Just watched a stimulating presentation by Allan Rusbridger of the Guardian on the future on media and newspapers in particular (the lecture in full is available on the ABC 702 site and there's a nice summary of what he said about twitter on The Age).
Now what he's saying actually has resonances with what is happening to scholarly communication.
In the age of social media the gates to publication are no longer controlled by a group of older men who are journal publishers and who invite their friends to carry out peer review. That's not to say it didn't work quite well for the past 150 years, but we all know there have been incidences of nepotism and worse.
However, that's not the case anymore. These days are gone. More so in journalism than academia, but they're gone. The genie is out of the bottle.
Anyone can publish anything, and can publish the data and the analysis that they used to back it up.
And if it's interesting it will be picked up and will spread virally. Retweeted, linked to, cited and the rest. Without wanting to seem to be waving parts of my anatomy, a couple of posts of this blog have been picked up by a journalist working for the Wall Street Journal, and I've had follow up questions and comments from a range of reasonably reputable people.
Now if you get an email out of the blue asking for your opinion of X on the basis of something you wrote you do a few checks - such as googling the person concerned to see that they are who they say they are - and if they check out you probably put some effort into a more detailed reply than you otherwise might.
In other words you are assigning an implicit reputational score.
The same with twitter. You (usually) only follow people you find interesting (and/or witty). You assume people follow you for the same reason. Twitter's 'who to follow' suggestions works the same way by suggesting people followed by both those you follow and people who follow you. At best it can be frighteningly good at picking out the twitter personas of people you know professionally. In my experience, while it might suggest people that you don't want to follow for a variety of reasons, it very rarely comes up with oddball suggestions.
And what of course is happening is that you are building a web of trust. Not perfect but no worse than with people you meet at a conference.
So in essence you vouch for people and people vouch for you. A tacit version of ebay's scoring system for sellers and buyers. If 10 people say Fred is a good person to deal with he probably is. You don't know these people but you go on what they say because enough of them say the same thing.
Another such example is Boden a UK clothes website. Selling clothes, primarily to women, online is difficult as users want to know how it fits and hangs on them, not how it hangs on a skinny model at least ten years younger than the average age of the people using the site. Boden encourages users to post anonymous reviews of products. No one reading the review knows the age or shape of the person writing the review, but if there are a number of reviews all saying that the material is too shiny or the cut too tight, it's likely that there is a problem. Again the reviews are anonymous, but you go on what they say because enough of them say the same thing - essentially the same thing that goes on in opinion polling. Not totally accurate but close enough.
Translating this to scholarly publication, what this means is that if we assume that the people who follow or regularly read particular more academic blogs are a self selecting population of interested individuals we can then start to say that if they cite posts, either as links in articles they themselves write or as retweets, it suggests that the article has some worth, just as in the old days one would track citations in the science citations index to decide if a particular paper was worth following up on.

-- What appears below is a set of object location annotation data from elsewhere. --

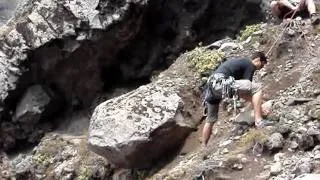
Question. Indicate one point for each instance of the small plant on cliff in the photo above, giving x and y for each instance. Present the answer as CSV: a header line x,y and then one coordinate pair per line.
x,y
85,173
249,31
203,59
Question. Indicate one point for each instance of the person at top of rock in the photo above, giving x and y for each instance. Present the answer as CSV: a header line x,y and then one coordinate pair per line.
x,y
286,8
234,74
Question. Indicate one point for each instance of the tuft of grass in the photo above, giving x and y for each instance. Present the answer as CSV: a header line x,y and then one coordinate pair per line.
x,y
249,139
84,173
204,60
249,31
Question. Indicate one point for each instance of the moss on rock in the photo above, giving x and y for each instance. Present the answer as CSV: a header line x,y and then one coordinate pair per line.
x,y
249,31
203,59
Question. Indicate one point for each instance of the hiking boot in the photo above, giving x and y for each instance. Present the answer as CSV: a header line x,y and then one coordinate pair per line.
x,y
263,123
315,19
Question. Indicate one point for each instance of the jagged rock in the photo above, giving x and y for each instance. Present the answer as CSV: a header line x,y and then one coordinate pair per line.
x,y
279,157
275,141
303,140
136,128
276,168
308,177
296,101
283,128
315,112
303,166
5,166
7,10
22,165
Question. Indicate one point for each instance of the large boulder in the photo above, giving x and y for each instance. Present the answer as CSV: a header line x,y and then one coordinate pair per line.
x,y
135,129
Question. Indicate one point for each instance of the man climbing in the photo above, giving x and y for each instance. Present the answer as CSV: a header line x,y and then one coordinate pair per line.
x,y
286,8
234,77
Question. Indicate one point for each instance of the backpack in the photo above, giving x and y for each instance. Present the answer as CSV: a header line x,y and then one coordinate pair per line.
x,y
219,87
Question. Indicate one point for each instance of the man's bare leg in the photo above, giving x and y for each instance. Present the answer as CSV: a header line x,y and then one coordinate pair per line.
x,y
257,102
287,4
206,132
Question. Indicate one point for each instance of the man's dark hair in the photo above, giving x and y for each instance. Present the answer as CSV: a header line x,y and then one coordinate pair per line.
x,y
260,55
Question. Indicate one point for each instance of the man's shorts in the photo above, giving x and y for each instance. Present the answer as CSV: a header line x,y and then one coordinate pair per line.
x,y
244,87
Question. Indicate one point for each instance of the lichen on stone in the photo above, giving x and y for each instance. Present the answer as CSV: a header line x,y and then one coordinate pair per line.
x,y
203,59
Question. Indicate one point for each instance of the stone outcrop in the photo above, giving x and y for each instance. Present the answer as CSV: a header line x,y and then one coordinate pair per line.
x,y
135,129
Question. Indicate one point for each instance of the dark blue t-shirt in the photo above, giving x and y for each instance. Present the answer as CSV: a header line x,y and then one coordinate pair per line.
x,y
240,68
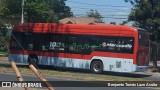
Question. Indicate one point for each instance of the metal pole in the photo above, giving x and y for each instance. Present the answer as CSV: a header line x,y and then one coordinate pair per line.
x,y
22,17
19,77
40,76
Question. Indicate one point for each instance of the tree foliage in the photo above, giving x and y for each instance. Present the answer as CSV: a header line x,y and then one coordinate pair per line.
x,y
36,10
95,14
10,7
146,14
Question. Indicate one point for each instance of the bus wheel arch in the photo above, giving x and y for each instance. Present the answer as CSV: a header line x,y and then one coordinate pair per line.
x,y
33,59
96,66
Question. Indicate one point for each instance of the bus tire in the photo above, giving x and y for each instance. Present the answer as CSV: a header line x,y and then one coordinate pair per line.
x,y
33,60
97,66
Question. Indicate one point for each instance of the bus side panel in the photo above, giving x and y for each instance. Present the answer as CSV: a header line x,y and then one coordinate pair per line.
x,y
20,58
117,64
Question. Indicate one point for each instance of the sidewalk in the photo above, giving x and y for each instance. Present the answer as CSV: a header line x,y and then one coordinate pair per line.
x,y
3,58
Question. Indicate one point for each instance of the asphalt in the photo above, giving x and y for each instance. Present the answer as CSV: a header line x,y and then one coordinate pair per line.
x,y
145,75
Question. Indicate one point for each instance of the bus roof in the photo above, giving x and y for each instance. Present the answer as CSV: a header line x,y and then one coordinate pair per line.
x,y
106,29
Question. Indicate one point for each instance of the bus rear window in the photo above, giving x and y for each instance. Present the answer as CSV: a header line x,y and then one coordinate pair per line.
x,y
143,38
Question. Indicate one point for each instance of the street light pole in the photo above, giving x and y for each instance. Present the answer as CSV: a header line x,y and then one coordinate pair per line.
x,y
22,17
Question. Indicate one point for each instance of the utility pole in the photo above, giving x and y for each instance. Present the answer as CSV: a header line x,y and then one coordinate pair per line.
x,y
22,17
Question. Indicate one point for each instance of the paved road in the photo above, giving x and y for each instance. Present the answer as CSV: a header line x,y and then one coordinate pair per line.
x,y
148,76
12,77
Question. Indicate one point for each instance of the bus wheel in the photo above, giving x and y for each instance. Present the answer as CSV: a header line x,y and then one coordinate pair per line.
x,y
97,66
33,61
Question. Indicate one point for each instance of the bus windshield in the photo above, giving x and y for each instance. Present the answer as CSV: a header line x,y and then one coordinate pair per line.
x,y
143,38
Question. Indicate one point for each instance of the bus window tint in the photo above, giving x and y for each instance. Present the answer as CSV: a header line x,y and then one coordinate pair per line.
x,y
118,44
143,38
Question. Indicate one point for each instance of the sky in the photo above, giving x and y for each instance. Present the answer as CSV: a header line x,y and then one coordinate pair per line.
x,y
112,10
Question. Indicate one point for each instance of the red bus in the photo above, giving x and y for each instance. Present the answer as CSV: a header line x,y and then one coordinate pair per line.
x,y
97,47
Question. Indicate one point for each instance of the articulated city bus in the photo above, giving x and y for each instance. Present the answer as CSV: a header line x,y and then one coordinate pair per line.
x,y
97,47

And by examining the cross links, the social graph, one can define the inner community and consequently identify the loonies. Basically they may cite you but no one in the group cites them.

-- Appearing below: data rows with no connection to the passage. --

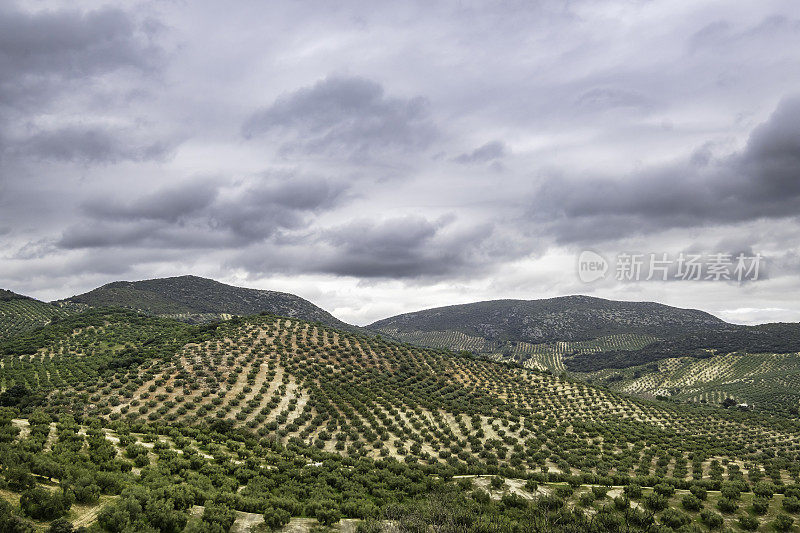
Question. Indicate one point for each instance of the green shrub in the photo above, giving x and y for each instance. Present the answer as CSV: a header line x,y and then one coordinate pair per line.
x,y
782,522
727,505
276,518
711,519
41,504
791,504
690,502
633,491
655,502
674,518
748,523
699,492
760,506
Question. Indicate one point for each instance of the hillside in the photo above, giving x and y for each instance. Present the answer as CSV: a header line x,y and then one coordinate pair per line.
x,y
234,415
196,299
19,314
568,318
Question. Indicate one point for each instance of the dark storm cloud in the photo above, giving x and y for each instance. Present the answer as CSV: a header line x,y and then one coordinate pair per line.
x,y
408,247
344,116
490,151
205,214
89,145
760,182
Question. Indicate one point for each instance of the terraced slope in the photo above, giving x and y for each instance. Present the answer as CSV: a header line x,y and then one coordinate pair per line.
x,y
569,318
763,381
353,394
264,413
199,300
19,314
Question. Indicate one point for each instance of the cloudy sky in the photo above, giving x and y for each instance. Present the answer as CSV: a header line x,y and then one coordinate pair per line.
x,y
410,155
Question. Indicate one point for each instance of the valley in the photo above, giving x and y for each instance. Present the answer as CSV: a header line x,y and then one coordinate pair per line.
x,y
136,421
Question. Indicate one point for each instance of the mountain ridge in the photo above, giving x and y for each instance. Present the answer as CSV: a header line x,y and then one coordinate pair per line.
x,y
197,299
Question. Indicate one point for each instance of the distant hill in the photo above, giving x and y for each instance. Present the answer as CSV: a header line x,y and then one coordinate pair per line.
x,y
581,334
7,296
196,299
20,314
569,318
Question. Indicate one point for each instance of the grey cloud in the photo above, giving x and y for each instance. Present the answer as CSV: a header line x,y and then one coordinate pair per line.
x,y
40,50
602,98
490,151
205,214
410,247
344,116
90,145
167,205
762,181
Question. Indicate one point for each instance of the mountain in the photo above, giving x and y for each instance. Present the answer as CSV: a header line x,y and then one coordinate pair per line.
x,y
196,299
568,318
19,314
619,344
278,418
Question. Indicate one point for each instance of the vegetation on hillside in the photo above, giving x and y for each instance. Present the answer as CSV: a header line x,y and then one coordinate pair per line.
x,y
196,299
19,314
281,417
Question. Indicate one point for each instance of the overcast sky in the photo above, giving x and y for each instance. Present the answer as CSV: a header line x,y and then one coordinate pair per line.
x,y
409,155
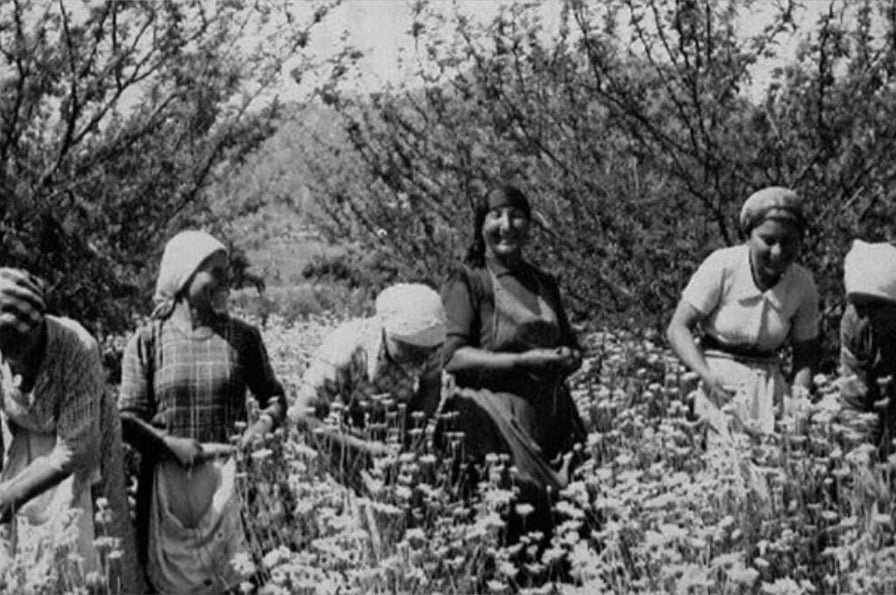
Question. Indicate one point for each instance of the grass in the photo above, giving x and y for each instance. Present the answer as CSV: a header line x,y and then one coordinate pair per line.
x,y
806,509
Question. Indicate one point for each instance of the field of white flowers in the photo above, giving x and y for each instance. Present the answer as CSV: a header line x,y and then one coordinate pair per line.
x,y
804,510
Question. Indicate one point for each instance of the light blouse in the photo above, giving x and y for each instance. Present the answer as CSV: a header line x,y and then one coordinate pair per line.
x,y
737,313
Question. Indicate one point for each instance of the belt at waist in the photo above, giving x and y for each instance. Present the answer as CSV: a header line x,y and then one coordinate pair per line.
x,y
747,352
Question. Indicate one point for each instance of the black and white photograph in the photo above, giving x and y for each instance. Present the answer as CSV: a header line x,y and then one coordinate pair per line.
x,y
447,297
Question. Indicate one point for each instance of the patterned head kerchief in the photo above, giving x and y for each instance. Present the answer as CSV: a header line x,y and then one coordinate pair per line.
x,y
22,303
412,313
182,257
774,202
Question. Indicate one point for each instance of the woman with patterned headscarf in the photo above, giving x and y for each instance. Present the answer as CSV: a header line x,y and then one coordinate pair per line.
x,y
62,437
751,300
185,379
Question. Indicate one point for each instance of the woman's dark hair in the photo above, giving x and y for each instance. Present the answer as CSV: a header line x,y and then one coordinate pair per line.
x,y
500,196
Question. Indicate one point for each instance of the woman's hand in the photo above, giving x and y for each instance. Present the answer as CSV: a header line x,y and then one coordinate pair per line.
x,y
185,451
716,391
572,359
256,431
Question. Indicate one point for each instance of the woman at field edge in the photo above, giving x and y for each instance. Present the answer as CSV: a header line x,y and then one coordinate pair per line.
x,y
62,434
510,347
868,344
184,388
750,300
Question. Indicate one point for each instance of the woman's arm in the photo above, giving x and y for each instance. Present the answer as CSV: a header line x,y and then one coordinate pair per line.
x,y
805,356
473,359
265,387
136,404
77,428
681,337
462,353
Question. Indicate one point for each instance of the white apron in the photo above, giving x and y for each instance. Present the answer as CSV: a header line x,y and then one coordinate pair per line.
x,y
61,514
195,528
757,384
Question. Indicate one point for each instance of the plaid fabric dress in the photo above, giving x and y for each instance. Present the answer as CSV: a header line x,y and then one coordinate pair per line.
x,y
193,383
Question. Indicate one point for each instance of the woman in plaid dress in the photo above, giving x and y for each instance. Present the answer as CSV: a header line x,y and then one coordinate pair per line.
x,y
185,379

So link analysis allows you to assign weight to posts by people you may not know. And this probably benefits less established scholars, as if they say interesting things it is likely to be picked up on and the set of bidirectional links established. This isn't particularly new - web metrics companies such as Alexa have been using the number of inbound links as a reputational index for a number of years, and Google, as we all know uses links in its page rank algorithm as part of its ranking of a site's likely relevance.
And of course it is possible to establish these reputational scores algorithmically. And we also lose the distorting effects of work that is published in a journal with a generally higher reputational score being ranked higher than work of equal significance being published in less well regarded journal.
For example if the editor of Nature was to ask me to rework this as an article for publication, I'd probably get a note of congratulation from one of the great and the good of the institution I work for. I doubt however if I would get one if the article ended up in the Australian Journal of Research in Information Science. Of course on the whole Nature chooses wisely and chooses articles of significance.
However, if it is the case that I write something that is published in an obscure journal, it is likely the article will be missed and treated as being of little significance, purely due to the journal of publication. Certainly bibliometric systems such as Socrates tend to weight publications on the basis of the journal of publication rather than just an assessment of worth.
And this is equally important with dataset citation. There are no journals. And if the dataset is a result of experimental or observational work the likelihood of its reuse will depend on the reputation of the research group that produced it. The same is true of literary corpus's. We trust the data more if we trust the people who produced it.
Reputational scoring based on the social graph of the author rather than raw citation rates increases the chance of innovative work being picked up on. And that is surely a good thing.